Yesterday, some of my friends covered me in flour, cava and (genuinely) “cock flavoured” soup powder. Civilised? Not exactly. Harmless? Completely. But the looks I got as I waddled damply back to college to have a shower, the cava slowly combining with the powder to form soup in my hair, were of disdain, rather than simply bemusement or disgust.
I knew why, obviously – I’d been outside the Corn Exchange the day before. Like a surreal yet terrifying combination of Animal House and Black Hawk Down, the food fight had spilled out into the street. Pedestrians were literally having to dodge eggs that malcoordinated students were trying to lob at friends who’d just finished exams. The traffic had come to a standstill as people wandered obliviously over the road, one even pouring milk over a car’s windscreen.
I can’t be the only one who’s really embarrassed about this. Every time parents decide they’ll go round the block with their kids to avoid the mayhem, or someone passing on a bike gets covered in Sainsbury’s cava, part of me dies inside. I hate being associated with this kind of thing, and it makes me pretty ashamed to be a Cambridge student. I love Caesarian Sunday, but when everyone’s gone home and the entirety of Jesus Green is littered with crap, it makes me want to go all St Peter and deny any affiliation with the university.
It happens in every university town – the students go a bit mental and the people who live there get (understandably) pissed off. But it’s worse here – the comparatively small city centre is so dominated by the university that we start to think we own the place. We treat the people who live here as if they’re guests in our town, rather than the other way round.
The people who accidentally hit passing locals with cava seem to adopt the attitude of “well, they shouldn’t have walked past the Corn Exchange, should they?” We get annoyed when Cambridge is busy at the weekend, forgetting that half of those people do actually live here, and were just working during the week. The “townies” are treated as some kind of invasive force, who come out of hiding to beat up innocent students on Friday and Saturday nights.

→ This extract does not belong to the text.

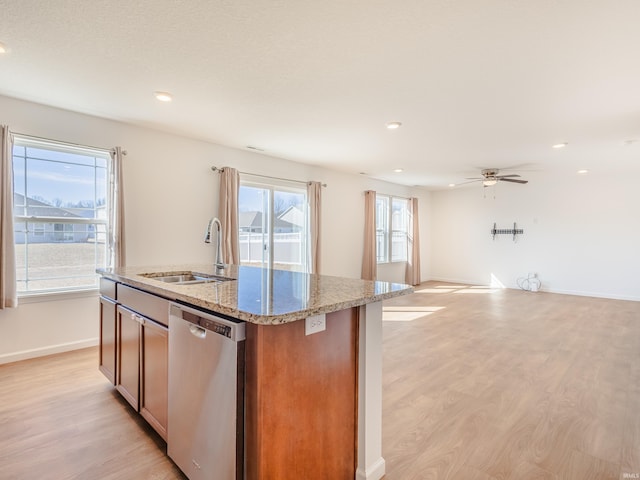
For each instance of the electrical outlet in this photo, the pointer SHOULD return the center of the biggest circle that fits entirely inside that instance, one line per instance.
(315, 324)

Having grown up near Cambridge, I find this quite funny. The townies everyone’s so scared of are my friends from primary school, or my little brother and his mates. Yes, my brother can be a pain at the best of times, but the idea that anyone could be intimidated by the prospect of sharing a club with him is laughable. Students here talk about “danger Cindies” as if it’s somewhere in the East End, not a historic market town with a Lib Dem MP. The “Cambridge bubble” is entirely of our own making – we choose to hang out only with other Cambridge students.
Even Anglia Ruskin is seen as some kind of mysterious “other” – most Cambridge students know literally no-one from ARU. Not that this stops us having a go at them – apparently they’re all thick, and most of them will be hardened criminals by the time they’re 30. Through getting involved with Cam FM, which serves both universities, I’ve been lucky enough to meet quite a few ARU students, and the friends I’ve made there have been wonderful, fun, intelligent people. Why wouldn’t they be?
Try going out on a Saturday, and actually chat to some non-students. You’d do it at home, so why not here? You never know, they might actually turn out to be normal people.